Wie gesagt, meine Freunde und Kollegen akzeptieren das alle und es hat auch echt Vorteile. Ich kann immerhin am nächsten Tag sagen, ob sich jmd daneben benommen hat oder nicht. Und bei Trinkspielen bin ich ein super Gamemaster und Schiedsrichter.

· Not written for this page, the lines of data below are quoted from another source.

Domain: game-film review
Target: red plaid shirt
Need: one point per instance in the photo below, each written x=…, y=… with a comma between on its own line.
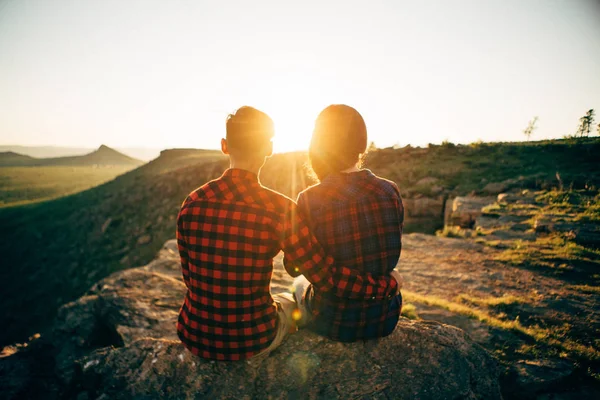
x=228, y=232
x=358, y=218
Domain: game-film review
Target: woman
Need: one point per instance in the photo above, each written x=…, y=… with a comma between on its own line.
x=358, y=218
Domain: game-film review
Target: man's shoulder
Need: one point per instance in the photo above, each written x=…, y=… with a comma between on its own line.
x=208, y=191
x=386, y=186
x=274, y=200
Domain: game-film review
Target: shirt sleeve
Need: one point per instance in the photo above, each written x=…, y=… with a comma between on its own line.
x=182, y=246
x=400, y=208
x=304, y=255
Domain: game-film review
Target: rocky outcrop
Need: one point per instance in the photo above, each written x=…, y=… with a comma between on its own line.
x=118, y=341
x=425, y=360
x=466, y=210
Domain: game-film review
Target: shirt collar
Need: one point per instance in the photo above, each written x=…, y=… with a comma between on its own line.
x=346, y=176
x=241, y=174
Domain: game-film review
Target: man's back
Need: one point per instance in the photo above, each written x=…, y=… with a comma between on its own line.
x=228, y=231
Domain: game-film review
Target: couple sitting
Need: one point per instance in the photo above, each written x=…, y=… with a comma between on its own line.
x=343, y=236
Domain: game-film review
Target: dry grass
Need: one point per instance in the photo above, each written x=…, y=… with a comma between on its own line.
x=554, y=338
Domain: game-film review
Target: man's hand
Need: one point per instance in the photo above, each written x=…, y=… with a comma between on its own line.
x=396, y=275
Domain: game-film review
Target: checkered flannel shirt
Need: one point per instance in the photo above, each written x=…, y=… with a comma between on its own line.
x=228, y=232
x=358, y=218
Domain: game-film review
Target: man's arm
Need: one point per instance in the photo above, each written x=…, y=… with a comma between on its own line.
x=183, y=251
x=304, y=253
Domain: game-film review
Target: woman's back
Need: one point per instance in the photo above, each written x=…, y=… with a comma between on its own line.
x=358, y=218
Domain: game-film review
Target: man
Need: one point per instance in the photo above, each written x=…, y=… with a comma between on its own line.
x=228, y=232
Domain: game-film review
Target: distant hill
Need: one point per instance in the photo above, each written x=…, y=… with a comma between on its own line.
x=141, y=153
x=9, y=158
x=104, y=155
x=46, y=151
x=52, y=252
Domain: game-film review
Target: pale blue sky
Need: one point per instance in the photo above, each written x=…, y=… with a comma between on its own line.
x=166, y=73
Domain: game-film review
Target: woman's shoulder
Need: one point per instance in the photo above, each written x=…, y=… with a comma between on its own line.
x=384, y=185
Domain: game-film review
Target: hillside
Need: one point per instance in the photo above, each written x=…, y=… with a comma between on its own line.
x=45, y=151
x=54, y=251
x=104, y=155
x=10, y=158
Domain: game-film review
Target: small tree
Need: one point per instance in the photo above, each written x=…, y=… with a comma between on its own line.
x=530, y=127
x=586, y=123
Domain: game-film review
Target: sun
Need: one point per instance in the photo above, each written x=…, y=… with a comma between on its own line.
x=293, y=129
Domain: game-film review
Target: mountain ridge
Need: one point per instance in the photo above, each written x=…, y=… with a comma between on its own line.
x=104, y=155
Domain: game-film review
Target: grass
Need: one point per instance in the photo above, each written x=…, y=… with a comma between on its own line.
x=53, y=251
x=553, y=338
x=585, y=288
x=462, y=169
x=23, y=185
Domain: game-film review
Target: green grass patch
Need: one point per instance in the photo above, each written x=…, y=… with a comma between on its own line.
x=22, y=185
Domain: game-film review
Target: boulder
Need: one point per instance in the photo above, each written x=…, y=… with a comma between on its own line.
x=119, y=341
x=424, y=207
x=424, y=360
x=465, y=210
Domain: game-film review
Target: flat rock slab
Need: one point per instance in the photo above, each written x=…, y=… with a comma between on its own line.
x=424, y=360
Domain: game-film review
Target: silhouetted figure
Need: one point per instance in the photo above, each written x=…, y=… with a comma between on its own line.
x=357, y=217
x=228, y=232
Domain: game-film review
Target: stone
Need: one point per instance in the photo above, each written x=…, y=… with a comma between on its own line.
x=533, y=376
x=119, y=341
x=144, y=239
x=427, y=181
x=495, y=187
x=465, y=210
x=425, y=360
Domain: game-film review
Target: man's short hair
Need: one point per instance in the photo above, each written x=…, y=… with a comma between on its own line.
x=249, y=129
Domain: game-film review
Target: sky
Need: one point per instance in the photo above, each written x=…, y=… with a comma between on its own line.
x=165, y=74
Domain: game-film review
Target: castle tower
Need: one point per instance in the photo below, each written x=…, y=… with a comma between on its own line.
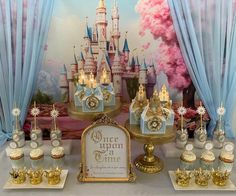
x=74, y=66
x=117, y=74
x=89, y=65
x=137, y=65
x=81, y=61
x=143, y=74
x=151, y=79
x=111, y=48
x=63, y=83
x=103, y=63
x=95, y=34
x=132, y=63
x=126, y=49
x=101, y=24
x=115, y=25
x=87, y=37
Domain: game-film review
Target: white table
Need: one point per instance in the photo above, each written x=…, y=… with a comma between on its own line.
x=146, y=184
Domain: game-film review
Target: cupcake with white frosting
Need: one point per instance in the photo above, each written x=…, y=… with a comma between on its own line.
x=226, y=158
x=58, y=156
x=17, y=158
x=207, y=157
x=37, y=158
x=188, y=158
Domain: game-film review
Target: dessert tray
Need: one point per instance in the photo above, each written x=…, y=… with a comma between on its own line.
x=194, y=187
x=43, y=185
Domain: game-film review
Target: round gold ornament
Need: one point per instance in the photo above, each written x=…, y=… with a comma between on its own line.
x=92, y=102
x=154, y=124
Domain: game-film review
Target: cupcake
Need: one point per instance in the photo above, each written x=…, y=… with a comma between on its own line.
x=17, y=158
x=37, y=158
x=208, y=157
x=58, y=155
x=188, y=158
x=226, y=158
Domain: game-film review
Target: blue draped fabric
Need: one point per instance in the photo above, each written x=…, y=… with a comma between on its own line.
x=24, y=26
x=206, y=33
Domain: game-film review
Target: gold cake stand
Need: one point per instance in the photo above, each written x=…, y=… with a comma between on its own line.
x=77, y=113
x=148, y=162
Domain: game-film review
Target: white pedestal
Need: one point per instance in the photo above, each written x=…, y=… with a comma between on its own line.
x=46, y=147
x=169, y=150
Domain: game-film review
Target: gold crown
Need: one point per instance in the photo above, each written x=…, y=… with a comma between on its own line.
x=183, y=177
x=220, y=178
x=35, y=176
x=18, y=176
x=202, y=177
x=53, y=176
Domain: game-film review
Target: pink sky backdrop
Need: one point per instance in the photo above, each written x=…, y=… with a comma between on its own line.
x=155, y=18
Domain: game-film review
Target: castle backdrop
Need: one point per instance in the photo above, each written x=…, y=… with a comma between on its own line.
x=68, y=29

Will ich euch jetzt mit diesem Text animieren auch zu fasten? Nein, auf keinen Fall. Jeder soll und muss sowas für sich selbst entscheiden. Das ist nur mein Erlebnis, das ich gerne mit euch teile. Wenn ihr euch dazu doch mal entscheidet hier ein wertvoller Tipp: Macht kein allzu großes Ding draus. (haha, sagt die, die einen ganzen Blogeintrag dazu schreibt.) Was ich meine ist folgendes:
Überlegt ob und worauf ihr verzichten wollt, trefft diese Entscheidung alleine, ohne Einfluss von anderen. Wenn ihr fastet verzweifelt nicht daran, wenn es mal nicht so gut klappt, man eben doch die Weißwein-Sauce bestellt hat oder doch zu einem Stück Schoki gegriffen hat. Einfach akzeptieren und weiter machen. Geht offen damit um, aber ihr müsst es nicht bei jeder Gelegenheit erwähnen. Manchmal merken die anderen das gar nicht, dass ihr fastet. Und versucht nicht, euch dadurch überlegen zu fühlen. Meine Fastenzeit ist für mich, nicht für jemand anderen. Nur mir muss ich beweisen, dass ich es kann, niemand anderem.